Consider an FMEA model with two failures \(e_1:= \mathrm {right\_critical}(v_1)\) and \(e_2:= \mathrm {right\_critical}(v_2)\) (i.e., \(\textrm{range}(v_1) = \textrm{range}(v_2) = \{\textrm{normal}, \textrm{tooHigh}\}\)) with \((e_1, e_2) \in E2E\) and a prevention action a attached to \((e_1, e_2)\) (without preconditions). Let \(s = \langle \{\textrm{tooHigh}\}, \{\textrm{normal}\} \rangle\). Then, the set of possible successor states after applying action a to prevent \(e_1\) is given by \(S' = \{s'\}\) with \(s' = \langle \{\textrm{normal}\}, \{\textrm{normal}\} \rangle\).

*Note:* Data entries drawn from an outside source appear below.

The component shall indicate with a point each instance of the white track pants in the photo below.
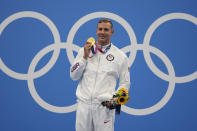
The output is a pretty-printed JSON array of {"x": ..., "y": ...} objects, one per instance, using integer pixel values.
[{"x": 94, "y": 117}]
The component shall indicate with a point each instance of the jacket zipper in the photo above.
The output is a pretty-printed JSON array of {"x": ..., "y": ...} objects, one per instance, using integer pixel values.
[{"x": 95, "y": 78}]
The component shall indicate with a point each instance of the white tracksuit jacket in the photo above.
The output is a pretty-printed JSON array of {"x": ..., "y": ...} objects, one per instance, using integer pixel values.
[{"x": 98, "y": 75}]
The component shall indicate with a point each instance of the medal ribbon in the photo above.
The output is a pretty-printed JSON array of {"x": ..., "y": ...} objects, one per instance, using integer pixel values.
[{"x": 94, "y": 50}]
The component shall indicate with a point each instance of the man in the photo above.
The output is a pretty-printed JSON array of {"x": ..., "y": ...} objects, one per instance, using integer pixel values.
[{"x": 98, "y": 74}]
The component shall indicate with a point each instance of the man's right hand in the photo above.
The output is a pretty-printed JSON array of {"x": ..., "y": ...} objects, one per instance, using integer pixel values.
[{"x": 87, "y": 48}]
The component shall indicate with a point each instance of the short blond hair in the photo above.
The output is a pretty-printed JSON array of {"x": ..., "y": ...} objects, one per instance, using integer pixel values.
[{"x": 105, "y": 21}]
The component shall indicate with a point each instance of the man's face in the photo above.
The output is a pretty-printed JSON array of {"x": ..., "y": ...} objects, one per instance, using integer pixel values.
[{"x": 104, "y": 33}]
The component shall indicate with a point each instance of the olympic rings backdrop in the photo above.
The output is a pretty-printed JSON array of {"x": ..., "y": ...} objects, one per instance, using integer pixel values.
[{"x": 40, "y": 39}]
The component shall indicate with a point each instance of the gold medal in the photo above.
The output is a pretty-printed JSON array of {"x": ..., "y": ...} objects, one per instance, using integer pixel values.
[{"x": 91, "y": 40}]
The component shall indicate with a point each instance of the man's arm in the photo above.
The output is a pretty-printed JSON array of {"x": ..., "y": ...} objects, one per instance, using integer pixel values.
[{"x": 124, "y": 75}]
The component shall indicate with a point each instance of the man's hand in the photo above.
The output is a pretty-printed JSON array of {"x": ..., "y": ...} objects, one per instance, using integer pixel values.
[{"x": 87, "y": 48}]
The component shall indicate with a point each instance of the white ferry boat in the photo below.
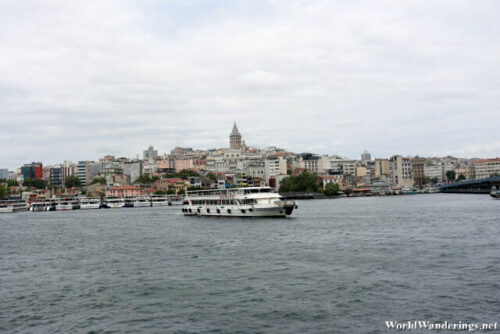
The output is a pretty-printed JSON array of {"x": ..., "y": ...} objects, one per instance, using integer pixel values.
[
  {"x": 90, "y": 203},
  {"x": 115, "y": 202},
  {"x": 141, "y": 201},
  {"x": 18, "y": 206},
  {"x": 159, "y": 201},
  {"x": 237, "y": 202},
  {"x": 6, "y": 207},
  {"x": 175, "y": 199},
  {"x": 67, "y": 204},
  {"x": 40, "y": 206}
]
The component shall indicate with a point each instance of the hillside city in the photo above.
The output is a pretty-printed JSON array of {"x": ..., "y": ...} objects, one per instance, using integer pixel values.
[{"x": 239, "y": 166}]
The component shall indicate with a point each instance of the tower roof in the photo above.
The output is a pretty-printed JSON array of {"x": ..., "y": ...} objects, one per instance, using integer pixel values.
[{"x": 235, "y": 130}]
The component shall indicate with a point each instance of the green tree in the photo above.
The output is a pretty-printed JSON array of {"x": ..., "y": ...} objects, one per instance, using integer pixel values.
[
  {"x": 331, "y": 189},
  {"x": 100, "y": 180},
  {"x": 72, "y": 181},
  {"x": 186, "y": 173},
  {"x": 304, "y": 182},
  {"x": 212, "y": 176},
  {"x": 3, "y": 192},
  {"x": 35, "y": 183},
  {"x": 12, "y": 183}
]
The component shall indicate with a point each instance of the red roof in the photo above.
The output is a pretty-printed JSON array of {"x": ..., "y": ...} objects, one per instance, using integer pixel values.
[
  {"x": 125, "y": 188},
  {"x": 487, "y": 160}
]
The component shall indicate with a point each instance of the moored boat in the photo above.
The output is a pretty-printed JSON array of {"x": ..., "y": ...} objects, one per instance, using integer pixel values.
[
  {"x": 159, "y": 201},
  {"x": 90, "y": 203},
  {"x": 237, "y": 202},
  {"x": 114, "y": 202},
  {"x": 141, "y": 201},
  {"x": 6, "y": 207}
]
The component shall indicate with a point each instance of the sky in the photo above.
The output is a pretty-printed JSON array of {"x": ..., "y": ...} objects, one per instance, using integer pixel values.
[{"x": 83, "y": 79}]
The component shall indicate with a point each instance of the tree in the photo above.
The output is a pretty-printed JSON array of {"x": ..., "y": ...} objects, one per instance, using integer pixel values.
[
  {"x": 331, "y": 189},
  {"x": 100, "y": 180},
  {"x": 212, "y": 176},
  {"x": 72, "y": 181},
  {"x": 35, "y": 183},
  {"x": 3, "y": 192},
  {"x": 450, "y": 175},
  {"x": 304, "y": 182},
  {"x": 12, "y": 183}
]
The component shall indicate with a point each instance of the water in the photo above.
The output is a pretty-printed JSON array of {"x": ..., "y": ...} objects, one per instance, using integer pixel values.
[{"x": 337, "y": 266}]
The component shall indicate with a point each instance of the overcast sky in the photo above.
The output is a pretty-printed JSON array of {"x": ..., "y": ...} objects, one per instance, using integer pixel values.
[{"x": 82, "y": 79}]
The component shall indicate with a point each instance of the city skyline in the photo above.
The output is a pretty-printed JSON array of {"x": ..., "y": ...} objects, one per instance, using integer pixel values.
[{"x": 394, "y": 78}]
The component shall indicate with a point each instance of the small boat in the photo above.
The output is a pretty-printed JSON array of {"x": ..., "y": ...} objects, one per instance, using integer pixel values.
[
  {"x": 159, "y": 201},
  {"x": 90, "y": 203},
  {"x": 141, "y": 201},
  {"x": 175, "y": 199},
  {"x": 5, "y": 207},
  {"x": 67, "y": 204},
  {"x": 40, "y": 206},
  {"x": 114, "y": 202},
  {"x": 19, "y": 206}
]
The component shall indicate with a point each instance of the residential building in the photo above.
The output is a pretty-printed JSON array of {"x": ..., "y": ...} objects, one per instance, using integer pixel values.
[
  {"x": 366, "y": 157},
  {"x": 124, "y": 191},
  {"x": 4, "y": 173},
  {"x": 150, "y": 153},
  {"x": 434, "y": 170},
  {"x": 487, "y": 167},
  {"x": 33, "y": 170},
  {"x": 401, "y": 171}
]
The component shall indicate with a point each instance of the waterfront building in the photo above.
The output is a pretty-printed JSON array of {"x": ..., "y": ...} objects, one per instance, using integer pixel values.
[
  {"x": 150, "y": 153},
  {"x": 33, "y": 170},
  {"x": 309, "y": 162},
  {"x": 486, "y": 168},
  {"x": 401, "y": 171},
  {"x": 366, "y": 157},
  {"x": 124, "y": 191},
  {"x": 235, "y": 138},
  {"x": 83, "y": 172},
  {"x": 434, "y": 170},
  {"x": 418, "y": 165},
  {"x": 4, "y": 173},
  {"x": 183, "y": 164},
  {"x": 274, "y": 167},
  {"x": 56, "y": 176},
  {"x": 181, "y": 151}
]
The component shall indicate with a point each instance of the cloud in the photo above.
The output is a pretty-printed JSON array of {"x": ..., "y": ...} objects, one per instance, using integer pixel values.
[{"x": 389, "y": 76}]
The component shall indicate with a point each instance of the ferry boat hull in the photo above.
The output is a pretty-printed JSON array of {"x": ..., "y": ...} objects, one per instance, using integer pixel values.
[
  {"x": 6, "y": 209},
  {"x": 239, "y": 202}
]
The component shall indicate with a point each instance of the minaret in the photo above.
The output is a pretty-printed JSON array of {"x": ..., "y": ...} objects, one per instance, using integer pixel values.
[{"x": 235, "y": 138}]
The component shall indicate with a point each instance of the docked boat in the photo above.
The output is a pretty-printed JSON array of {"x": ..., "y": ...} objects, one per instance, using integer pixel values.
[
  {"x": 159, "y": 201},
  {"x": 141, "y": 201},
  {"x": 87, "y": 203},
  {"x": 19, "y": 206},
  {"x": 175, "y": 199},
  {"x": 237, "y": 202},
  {"x": 67, "y": 204},
  {"x": 6, "y": 207},
  {"x": 115, "y": 202},
  {"x": 40, "y": 206}
]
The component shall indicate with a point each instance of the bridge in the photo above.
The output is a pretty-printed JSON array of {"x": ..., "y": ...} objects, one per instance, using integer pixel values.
[{"x": 480, "y": 186}]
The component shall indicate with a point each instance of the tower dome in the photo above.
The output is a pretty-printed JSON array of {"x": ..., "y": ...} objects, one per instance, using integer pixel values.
[{"x": 235, "y": 138}]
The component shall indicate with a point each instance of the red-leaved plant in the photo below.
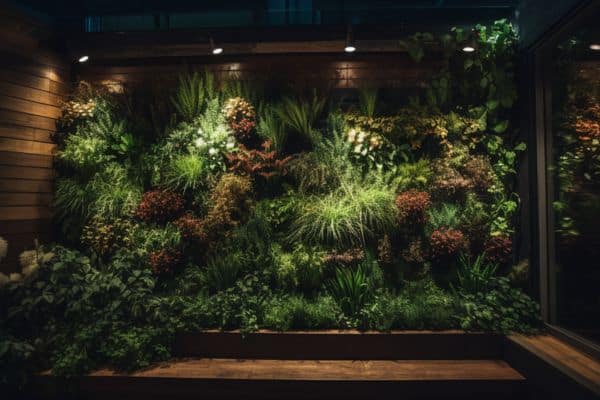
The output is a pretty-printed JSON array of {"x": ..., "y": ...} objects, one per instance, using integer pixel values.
[
  {"x": 159, "y": 206},
  {"x": 446, "y": 243},
  {"x": 264, "y": 163}
]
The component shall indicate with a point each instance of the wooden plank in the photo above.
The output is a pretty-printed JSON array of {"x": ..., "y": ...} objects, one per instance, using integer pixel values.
[
  {"x": 27, "y": 173},
  {"x": 27, "y": 93},
  {"x": 25, "y": 212},
  {"x": 26, "y": 146},
  {"x": 329, "y": 370},
  {"x": 23, "y": 119},
  {"x": 346, "y": 345},
  {"x": 29, "y": 107},
  {"x": 573, "y": 363},
  {"x": 15, "y": 227},
  {"x": 25, "y": 199},
  {"x": 25, "y": 160},
  {"x": 25, "y": 186},
  {"x": 19, "y": 76},
  {"x": 25, "y": 132}
]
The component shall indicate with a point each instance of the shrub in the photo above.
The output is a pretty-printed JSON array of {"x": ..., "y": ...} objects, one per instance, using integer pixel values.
[
  {"x": 159, "y": 206},
  {"x": 230, "y": 203},
  {"x": 265, "y": 163},
  {"x": 105, "y": 236},
  {"x": 446, "y": 243},
  {"x": 412, "y": 206},
  {"x": 191, "y": 228},
  {"x": 498, "y": 249},
  {"x": 479, "y": 171},
  {"x": 502, "y": 309},
  {"x": 240, "y": 116}
]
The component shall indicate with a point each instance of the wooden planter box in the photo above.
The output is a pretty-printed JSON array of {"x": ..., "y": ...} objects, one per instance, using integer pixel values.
[{"x": 341, "y": 345}]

Assuming that a always succeeds, applying a sets \(\textrm{occ}(e_1) = 1\) as a prevents \(e_1\) from occurring (more details on the exact definition of action semantics are given in Sect. 3.2). In consequence, we obtain \(P(s' \mid s, a) = \textrm{prob}(1) / 1 = (9 - (1--1)) / 9 = 1\) as well as \(P(s \mid s, a) = 0\), i.e., the action sets \(v_1 = \textrm{normal}\) while \(v_2\) is left unchanged.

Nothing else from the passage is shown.